Salvo excepciones, el internacionalismo mexicano ha estado plagado de una retórica muy sabia que mucho ha contrastado con mandatos más bien demagogos y falaces. Diplomacias de primer mundo las ha habido en el país desde Benito Juárez y hasta con Miguel de la Madrid. Siempre ha habido quién defienda la autodeterminación y los derechos esenciales de las naciones, pero muy pocos los que lo hagan al mismo tiempo que la seguridad y las garantías fundamentales de los individuos. En los tiempos de la Reforma –cuando México apenas podía llamarse nación- la seguridad interior era un sueño imposible. La soberanía pendía en gran medida de la destreza diplomática.

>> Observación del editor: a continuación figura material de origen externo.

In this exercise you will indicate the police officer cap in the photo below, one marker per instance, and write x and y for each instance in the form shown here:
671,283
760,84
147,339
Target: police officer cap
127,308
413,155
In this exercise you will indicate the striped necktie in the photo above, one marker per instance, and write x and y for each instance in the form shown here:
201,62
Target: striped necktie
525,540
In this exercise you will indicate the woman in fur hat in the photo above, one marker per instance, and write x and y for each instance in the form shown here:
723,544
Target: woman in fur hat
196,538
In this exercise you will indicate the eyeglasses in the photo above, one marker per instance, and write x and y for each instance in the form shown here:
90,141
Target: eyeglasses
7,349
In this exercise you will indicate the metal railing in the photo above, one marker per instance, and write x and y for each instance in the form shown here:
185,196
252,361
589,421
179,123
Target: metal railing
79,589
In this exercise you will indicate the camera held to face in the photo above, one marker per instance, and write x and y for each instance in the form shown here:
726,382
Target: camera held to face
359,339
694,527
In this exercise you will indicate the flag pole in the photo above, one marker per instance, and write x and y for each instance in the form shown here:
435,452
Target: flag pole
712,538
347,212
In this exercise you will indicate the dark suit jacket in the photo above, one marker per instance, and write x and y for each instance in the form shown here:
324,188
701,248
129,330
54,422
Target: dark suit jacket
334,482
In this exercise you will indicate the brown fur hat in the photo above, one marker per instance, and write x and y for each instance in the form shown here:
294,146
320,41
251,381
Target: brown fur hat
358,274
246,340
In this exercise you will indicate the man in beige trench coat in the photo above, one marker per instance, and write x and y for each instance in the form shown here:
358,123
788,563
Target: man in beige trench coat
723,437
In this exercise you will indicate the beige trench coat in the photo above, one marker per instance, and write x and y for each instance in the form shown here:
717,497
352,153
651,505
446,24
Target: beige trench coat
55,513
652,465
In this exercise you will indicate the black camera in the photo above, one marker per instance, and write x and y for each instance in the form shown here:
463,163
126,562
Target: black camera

Juárez debió ceder mucho ante Washington, por ejemplo -que, aunque violenta, la suya no era aún una democracia imperial y era la única a la que acudir ante las debilidades y la inestabilidad de México frente al exterior-, para ganarle a los franceses del Segundo Imperio (que al final se fueron y se olvidaron de su pobre emperador porque le tuvieron miedo a las amenazas del expansionismo estadounidense y porque los esperaba la guerra que perderían con los prusianos, no porque los hubieran echado a patadas los gloriosos pero desarrapados combatientes mexicanos), y al final su apuesta fue venturosa. 
 
Claro que no es bueno el injerencismo estadounidense para contener la violencia y la inseguridad en México. Pero ese injerencismo obedece a la ineficacia del Estado nacional para hacer valer su soberanía mediante un sistema democrático y de Justicia eficiente contra el delito y la impunidad; un sistema inexistente que obliga, en tanto, a reducir la demagogia patriotera, a fortalecer la diplomacia de la cooperación bilateral, a mejorar los mecanismos de la colaboración anticrimen, y a redefinir, como se ha dicho, los principios de la soberanía, a partir de la eficacia institucional.